Marquel Sutton

Chicago Bulls
- Position: Power forward
- League: NBA

Personal information
- Born: January 11, 2003 (age 23)
- Listed height: 6 ft 9 in (2.06 m)
- Listed weight: 225 lb (102 kg)

Career information
- High school: Will Rogers (Tulsa, Oklahoma)
- College: Connors State (2021–2022); Omaha (2022–2025); LSU (2025–2026);
- NBA draft: 2026: undrafted
- Playing career: 2026–present

Career history
- 2026–present: Chicago Bulls

Career highlights
- Summit League Player of the Year (2025); First-team All-Summit League (2025);
- Stats at NBA.com

= Marquel Sutton =

American basketball player (born 2003)

Marquel Sutton (born January 11, 2003) is an American professional basketball player for the Chicago Bulls of the National Basketball Association (NBA). He previously played college basketball for the Connors State Cowboys, Omaha Mavericks and LSU Tigers.

== High school career ==
Sutton played at Will Rogers High School.

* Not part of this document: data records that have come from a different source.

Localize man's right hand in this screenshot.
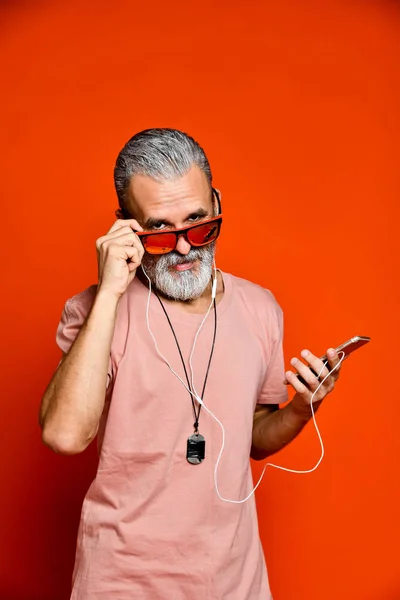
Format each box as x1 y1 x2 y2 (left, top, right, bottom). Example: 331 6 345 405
96 219 145 298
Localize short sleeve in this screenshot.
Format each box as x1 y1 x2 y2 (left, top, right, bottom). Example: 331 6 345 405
56 285 113 388
257 299 288 405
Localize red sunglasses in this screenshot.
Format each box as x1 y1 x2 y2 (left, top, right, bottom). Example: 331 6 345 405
135 215 222 255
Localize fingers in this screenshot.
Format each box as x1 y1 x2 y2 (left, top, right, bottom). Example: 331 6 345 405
96 230 145 262
103 240 143 274
290 356 322 392
285 370 311 396
295 348 341 383
97 226 141 246
285 345 343 417
96 219 146 297
285 357 326 408
300 349 330 382
285 346 343 407
107 218 144 235
123 244 143 271
324 348 341 379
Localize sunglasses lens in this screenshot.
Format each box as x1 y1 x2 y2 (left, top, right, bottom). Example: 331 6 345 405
188 221 220 246
142 233 176 254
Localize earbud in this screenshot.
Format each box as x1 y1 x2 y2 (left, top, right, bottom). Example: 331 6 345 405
212 276 218 299
211 262 218 299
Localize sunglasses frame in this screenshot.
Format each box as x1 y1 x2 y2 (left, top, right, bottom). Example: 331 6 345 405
131 187 223 255
136 215 223 254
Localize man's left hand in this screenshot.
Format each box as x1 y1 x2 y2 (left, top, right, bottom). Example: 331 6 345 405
285 348 341 419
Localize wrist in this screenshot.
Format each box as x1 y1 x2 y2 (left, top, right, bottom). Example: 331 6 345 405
91 287 121 321
288 394 322 424
96 286 123 305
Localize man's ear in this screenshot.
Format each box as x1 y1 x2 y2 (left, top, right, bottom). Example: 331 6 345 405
213 188 222 216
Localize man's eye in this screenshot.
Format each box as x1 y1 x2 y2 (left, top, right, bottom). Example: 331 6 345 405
152 223 167 231
188 215 202 222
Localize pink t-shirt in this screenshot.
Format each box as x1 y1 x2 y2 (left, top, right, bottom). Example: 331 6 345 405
56 272 288 600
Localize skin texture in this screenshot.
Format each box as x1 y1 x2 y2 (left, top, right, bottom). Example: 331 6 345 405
251 348 341 460
40 165 341 456
116 166 224 313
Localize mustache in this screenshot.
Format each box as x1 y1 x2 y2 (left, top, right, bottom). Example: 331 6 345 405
157 247 211 267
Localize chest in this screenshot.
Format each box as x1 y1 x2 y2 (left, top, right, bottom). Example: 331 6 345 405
101 305 269 464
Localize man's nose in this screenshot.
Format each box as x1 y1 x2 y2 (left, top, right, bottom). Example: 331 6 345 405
175 235 191 255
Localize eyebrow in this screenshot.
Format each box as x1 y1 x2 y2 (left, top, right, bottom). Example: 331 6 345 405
144 208 209 230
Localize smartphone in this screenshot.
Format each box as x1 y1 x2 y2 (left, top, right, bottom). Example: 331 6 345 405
293 335 370 385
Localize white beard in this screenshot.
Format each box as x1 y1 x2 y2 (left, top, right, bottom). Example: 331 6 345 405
141 242 216 301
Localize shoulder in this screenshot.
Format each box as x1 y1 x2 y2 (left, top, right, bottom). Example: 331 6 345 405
224 271 282 315
224 272 285 346
62 284 98 320
56 284 98 353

He helped the team reach its first state tournament in 25 years. Sutton committed to play college basketball at Connors State.

== College career ==
As a freshman, Sutton averaged 16.6 points and 9.1 rebounds per game. Following the season he transferred to Omaha. Sutton averaged 10.3 points and 5.0 rebounds per game as a sophomore. As a junior, he averaged 12.3 points and 6.3 rebounds per game. On February 22, 2025, Sutton scored a career-high 36 points and grabbed 12 rebounds in a 93-85 win over South Dakota. As a senior, he was named Summit League Player of the Year, becoming the first Omaha player to receive the honor. Sutton averaged 18.9 points and 7.9 rebounds per game. For his final season of eligibility, he transferred to LSU.